Tuesday, May 10, 2011

oh the social awkwardness of it all!

  For some reason I was just thinking about friends and church. You know how everyone has their group? I was thinking, wow I don't have that group. Its so weird.

But at the same time its not that weird at all. Looking back throughout my life I haven't ever been in a group really. I maybe had a few friends at a time that I hung out with. When I was little I had like one at a time. Kinda depressing really but I probably wouldn't change it.

And now its like somehow we hung out with all these people and then it stopped so abruptly. I don't really know what happened but I’m not really depressed about it. I was talking to someone the other day, I didn’t' go to this thing I was invited to. And then that person said “we missed you” and I thought... well you probably didn't even notice I was there. Honestly when I go places I’m pretty much the quietest person there. I'm socially awkward. Its just a fact, I’m not sad about it its just how it is.

And I’m not that lonely. (well I am when the boy isn't around). I have the best friend I could ever ask for in my life. The man I will marry. So things aren't that bad.

Then I have my hobbies, reading, photography, crocheting. I've always been into reading. I loved to do it from the very start when I learned. I was reading chapter books in 2nd grade which was supposedly advanced for that age. I am super grateful for books. And I am beyond happy I get to review them and get them for free! Especially since I don't have a lot of money to buy books.
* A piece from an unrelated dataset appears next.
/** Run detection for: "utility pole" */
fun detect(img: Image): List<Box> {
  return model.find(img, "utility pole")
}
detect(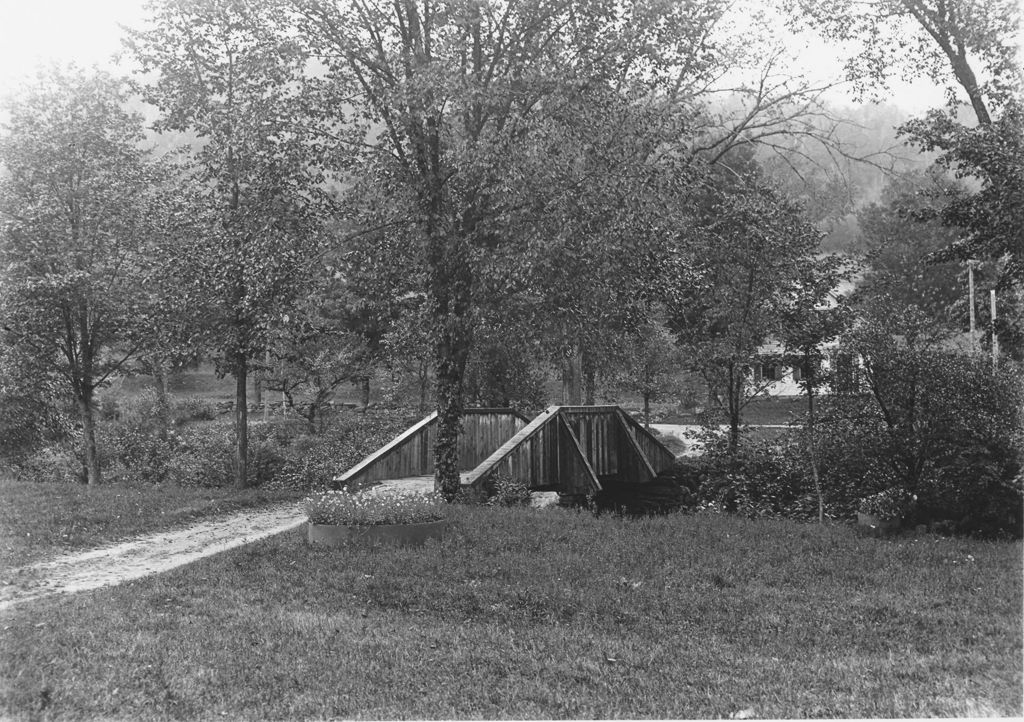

I don't feel bad about who I am, I like to have my nose in a book, I’m not the most social person in the world. It was just odd to think about it for a minute. I am just a lover of books I guess, its always been in me. And I wouldn't have that any other way.

1 comments :

  1. I really relate to this post! I've always been shy, and definitely socially awkward. My husband is as large as my group gets these days. My kindergarten teacher didn't teach me to read because she said I showed no interest. My first grade teacher was upset that I didn't know how to read at all. They put me in a special reading program, and I've been reading like a fool ever since!! I love books!